December 22, 2022

Bridging the Gap & Learning to Fail with Daniel Borges

by Hacker Valley Blue

Listen Now

test
Bridging the Gap & Learning to Fail with Daniel Borges

December 22, 2022 Hacker Valley Blue

00:00:00

Show Notes

Daniel Borges, Senior Red Team Engineer at CrowdStrike and author of Adversarial Tradecraft in Cybersecurity, brings his unique perspectives on learning, training, and failure to the pod. Collaboration is key in any purple team, and Dan believes collaboration comes from a place of knowledge and understanding— of ourselves, others, and the security tools we use every day. In this episode, Daniel talks about the process of writing a book as a cyber practitioner and where he sees the gaps in purple teaming today.

 

Timecoded Guide:

[00:00] Pivoting from robotics to computer science to InfoSec 

[08:06] Finding a purple team in the Target breach aftermath

[14:19] Understanding the trends of cyber practices & purple teaming

[22:09] Deconflicting & blue team maturity ratings

[30:40] Writing a book that covers blue & red perspectives

[38:43] Failing as an opportunity for upward career mobility

 

Sponsor Links:

Thank you to our friends at Axonius and Plex Trac for sponsoring this episode!

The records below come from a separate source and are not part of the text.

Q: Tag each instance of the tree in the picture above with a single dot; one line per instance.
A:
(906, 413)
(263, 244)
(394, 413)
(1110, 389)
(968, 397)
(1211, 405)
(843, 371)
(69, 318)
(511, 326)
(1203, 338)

The Axonius solution correlates asset data from existing solutions to provide an always up-to-date inventory, uncover gaps, and automate action — giving IT and security teams the confidence to control complexity. Learn more at axonius.com/hackervalley

PlexTrac, the Proactive Cybersecurity Management Platform, brings red and blue teams together for better collaboration and communication. Check them out at plextrac.com/hackervalley

 

What is one of your purple teaming pet peeves? 

In Dan’s experience, a huge purple team pet peeve is how red and blue teams hinder one another. When there isn’t solid communication between red and blue, bad blood is easily bred and the tension of a high-pressure situation, such as an attack incident, becomes so much worse. Jumping into an engagement or a test without communication and cooperation between both sides doesn’t unify, it only divides and burns out practitioners.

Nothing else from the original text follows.